Ignorarlo: no se trata de huir del miedo, sino de quitarle fuerza. Es decir, aún con miedo, hacerlo.

 

Contradecirlo con afirmaciones: generar un sistema de afirmaciones que se opongan al temor y que nos permitan de a poco ir tomando conciencia de que estamos trabajando para vencerlo. Conecta con las veces anteriores que aún con miedo lograste cosas que en un principio pensaste que no lograrías, revive esa emoción, esa valentía y úsala a tu favor.

 

3. Utiliza afirmaciones en las que creas

 

Todas las afirmaciones a las que recurras para contrarrestar un miedo deben ser 100% reales y tienen que convencerte.

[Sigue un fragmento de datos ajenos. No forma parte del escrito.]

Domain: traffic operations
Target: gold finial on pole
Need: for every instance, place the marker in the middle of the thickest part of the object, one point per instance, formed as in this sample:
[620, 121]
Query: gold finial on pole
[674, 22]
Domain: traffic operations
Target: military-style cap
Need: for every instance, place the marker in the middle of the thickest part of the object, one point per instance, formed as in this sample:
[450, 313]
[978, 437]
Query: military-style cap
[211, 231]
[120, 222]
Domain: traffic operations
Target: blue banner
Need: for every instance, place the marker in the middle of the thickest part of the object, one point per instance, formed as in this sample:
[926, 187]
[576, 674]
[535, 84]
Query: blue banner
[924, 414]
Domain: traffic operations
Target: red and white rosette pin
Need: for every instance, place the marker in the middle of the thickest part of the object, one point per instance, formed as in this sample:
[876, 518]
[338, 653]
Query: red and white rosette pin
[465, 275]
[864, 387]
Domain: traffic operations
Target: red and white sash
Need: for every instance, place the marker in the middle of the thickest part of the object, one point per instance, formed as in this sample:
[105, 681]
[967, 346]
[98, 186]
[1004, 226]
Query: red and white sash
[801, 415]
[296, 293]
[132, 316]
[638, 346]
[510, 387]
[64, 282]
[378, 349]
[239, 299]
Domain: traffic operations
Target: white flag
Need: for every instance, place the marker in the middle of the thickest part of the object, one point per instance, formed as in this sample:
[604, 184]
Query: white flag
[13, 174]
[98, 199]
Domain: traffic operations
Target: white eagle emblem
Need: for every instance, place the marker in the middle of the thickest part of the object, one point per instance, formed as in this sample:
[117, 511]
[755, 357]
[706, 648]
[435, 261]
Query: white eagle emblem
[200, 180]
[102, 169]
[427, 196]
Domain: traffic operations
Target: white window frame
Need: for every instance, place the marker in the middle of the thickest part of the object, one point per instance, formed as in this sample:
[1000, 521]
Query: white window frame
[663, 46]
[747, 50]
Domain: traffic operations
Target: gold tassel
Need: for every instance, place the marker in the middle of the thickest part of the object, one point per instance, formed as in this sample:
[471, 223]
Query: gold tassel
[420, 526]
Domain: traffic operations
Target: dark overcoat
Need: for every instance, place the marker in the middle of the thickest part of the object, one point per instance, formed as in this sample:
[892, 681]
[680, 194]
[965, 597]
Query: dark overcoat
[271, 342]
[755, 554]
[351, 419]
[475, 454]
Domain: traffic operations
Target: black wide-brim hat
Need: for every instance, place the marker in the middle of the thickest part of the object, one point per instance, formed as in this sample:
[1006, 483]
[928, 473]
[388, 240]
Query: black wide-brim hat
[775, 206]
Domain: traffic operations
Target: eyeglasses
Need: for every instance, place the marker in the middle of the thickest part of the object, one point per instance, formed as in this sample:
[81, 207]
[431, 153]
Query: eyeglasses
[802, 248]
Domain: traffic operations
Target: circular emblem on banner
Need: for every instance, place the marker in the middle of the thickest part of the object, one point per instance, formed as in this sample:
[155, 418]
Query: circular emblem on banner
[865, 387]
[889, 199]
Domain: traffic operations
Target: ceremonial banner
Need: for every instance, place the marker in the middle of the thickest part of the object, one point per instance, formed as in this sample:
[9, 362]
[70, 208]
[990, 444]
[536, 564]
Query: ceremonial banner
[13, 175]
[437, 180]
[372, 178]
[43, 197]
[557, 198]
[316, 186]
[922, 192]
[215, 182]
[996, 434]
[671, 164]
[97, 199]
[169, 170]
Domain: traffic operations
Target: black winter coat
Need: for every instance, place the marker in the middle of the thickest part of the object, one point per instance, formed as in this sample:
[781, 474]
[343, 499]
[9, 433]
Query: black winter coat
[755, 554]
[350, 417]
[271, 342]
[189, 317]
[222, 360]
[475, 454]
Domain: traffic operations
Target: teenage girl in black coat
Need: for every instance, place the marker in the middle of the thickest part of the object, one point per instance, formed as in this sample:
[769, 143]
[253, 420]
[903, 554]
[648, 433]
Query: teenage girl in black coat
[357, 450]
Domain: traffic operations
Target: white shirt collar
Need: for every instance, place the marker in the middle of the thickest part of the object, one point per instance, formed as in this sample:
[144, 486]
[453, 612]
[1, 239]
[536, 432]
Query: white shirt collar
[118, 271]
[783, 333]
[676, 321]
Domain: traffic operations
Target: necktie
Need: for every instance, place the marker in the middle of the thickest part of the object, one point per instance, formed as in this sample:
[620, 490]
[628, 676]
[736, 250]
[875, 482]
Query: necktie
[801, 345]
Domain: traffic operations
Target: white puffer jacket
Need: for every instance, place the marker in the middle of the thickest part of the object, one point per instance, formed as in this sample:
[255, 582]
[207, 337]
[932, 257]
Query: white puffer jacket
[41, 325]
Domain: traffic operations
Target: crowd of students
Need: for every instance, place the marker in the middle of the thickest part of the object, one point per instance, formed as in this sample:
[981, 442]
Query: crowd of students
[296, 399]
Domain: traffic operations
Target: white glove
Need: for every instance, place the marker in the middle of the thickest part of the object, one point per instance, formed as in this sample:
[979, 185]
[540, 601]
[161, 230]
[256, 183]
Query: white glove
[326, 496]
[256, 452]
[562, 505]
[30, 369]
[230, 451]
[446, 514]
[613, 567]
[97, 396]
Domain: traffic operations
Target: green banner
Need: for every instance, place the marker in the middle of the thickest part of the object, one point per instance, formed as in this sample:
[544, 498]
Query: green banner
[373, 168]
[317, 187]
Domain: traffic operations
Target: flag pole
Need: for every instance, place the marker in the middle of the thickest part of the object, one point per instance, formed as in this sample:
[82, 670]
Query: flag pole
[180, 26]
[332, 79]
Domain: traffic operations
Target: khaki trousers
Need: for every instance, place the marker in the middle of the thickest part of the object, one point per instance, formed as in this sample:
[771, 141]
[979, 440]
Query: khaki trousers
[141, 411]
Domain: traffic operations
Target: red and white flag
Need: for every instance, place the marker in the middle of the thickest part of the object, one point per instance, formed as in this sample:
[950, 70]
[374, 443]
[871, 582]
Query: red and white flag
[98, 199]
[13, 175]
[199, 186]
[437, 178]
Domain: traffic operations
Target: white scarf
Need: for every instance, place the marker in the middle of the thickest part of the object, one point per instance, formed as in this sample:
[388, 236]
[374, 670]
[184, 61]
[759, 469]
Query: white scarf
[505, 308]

Si tienes miedo a hablar en público, de nada sirve que te digas que eres bueno haciéndolo porque sabes que no es verdad. En su lugar, puedes afirmar que estás trabajando en tus habilidades para hablar en público. Es una afirmación más real y será más difícil de combatir para la voz negativa que habita en tu cabeza.

 

Todo es cuestión de actitud

 

En resumen, la actitud es esa mezcla de creencias, sentimientos y disposiciones que te harán actuar de cierta forma con el fin de vencer tus miedos. Una actitud errónea siempre afectará el resultado.

 

Una actitud comprometida que busca superarse y vencer sus miedos siempre toma pequeños riesgos y acumula pequeñas victorias que dan confianza para tomar desafíos mayores.

 

Tomar la decisión de cambiar, confiar en ti mismo y conquistar esos miedos que tanto te frenan es todo cuestión de actitud.

 

El resultado será el inmenso orgullo de saber que nada te limita y que eres responsable y protagonista de tu futuro.